What is a tree, or disease, by any other name?




My last fellow, in retinal diseases, came up to me one day and asked me about a diagnosis. She was so excited. It was her second day on the service, and the first day with me staffing her in clinic. She couldn't wait to present me with a detailed, and clear description of the pathology at hand, "there is this punched out lesion involving the outer segments of the retina and choriocapillaris, with pigmented edges, free of infiltrates.I just don't know what it is?"

Well, what would you do? Would you give her the answer? 

"Look, I am going to tell you what it is, but before I do, I want you to be present with this moment, and really enjoy it for what it is."

It's that moment, of wonder, before you've labelled something, that you really see it for what it is. Once you give it a name, which is helpful for talking about it, and in medicine billing for seeing it, you never see it the same way again. You just glance over it. It's like the classic zen teaching when a child comes to her father about this lovely colorful creature she was captivated by singing a beautiful melody - once her father told her it was a bird, she never really saw that bird in the same wonder again - she only saw the symbol.  

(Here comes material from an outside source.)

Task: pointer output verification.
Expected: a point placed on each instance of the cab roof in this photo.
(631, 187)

It's the same in the practice of medicine, because medicine is life. Once we label something we never see it the same way again. As we get older, we live in a world of symbols - letter, numbers, images - all  maya (or illusion), one step away from what really is.

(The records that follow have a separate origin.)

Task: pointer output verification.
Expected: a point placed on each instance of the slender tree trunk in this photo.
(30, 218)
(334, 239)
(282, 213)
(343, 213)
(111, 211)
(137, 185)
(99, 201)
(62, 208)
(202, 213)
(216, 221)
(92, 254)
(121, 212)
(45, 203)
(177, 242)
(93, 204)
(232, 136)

Well, the fellow came back to me a few months later, and being on the energetic side and I gave her a simple task. Today, I want you to go outside after clinic, leave your phone at home, and any other digital devices you have, and go find a tree. Then, I want you to sit underneath it for an hour and experience the tree. Not the symbol. but what the tree really is. Feel its bark, its cool shade, the smell of its leaves (the Japanese call this forest bathing) and then really experience it. Sit there long enough, and when you become part of the environment, the animals will see you as part of nature, which you really are, and they will come up close to you (like the butterfly in the image above when I was sitting under a tree), and the tree will no longer be a tree - there will be no more symbols, or labels, as you will have become life itself.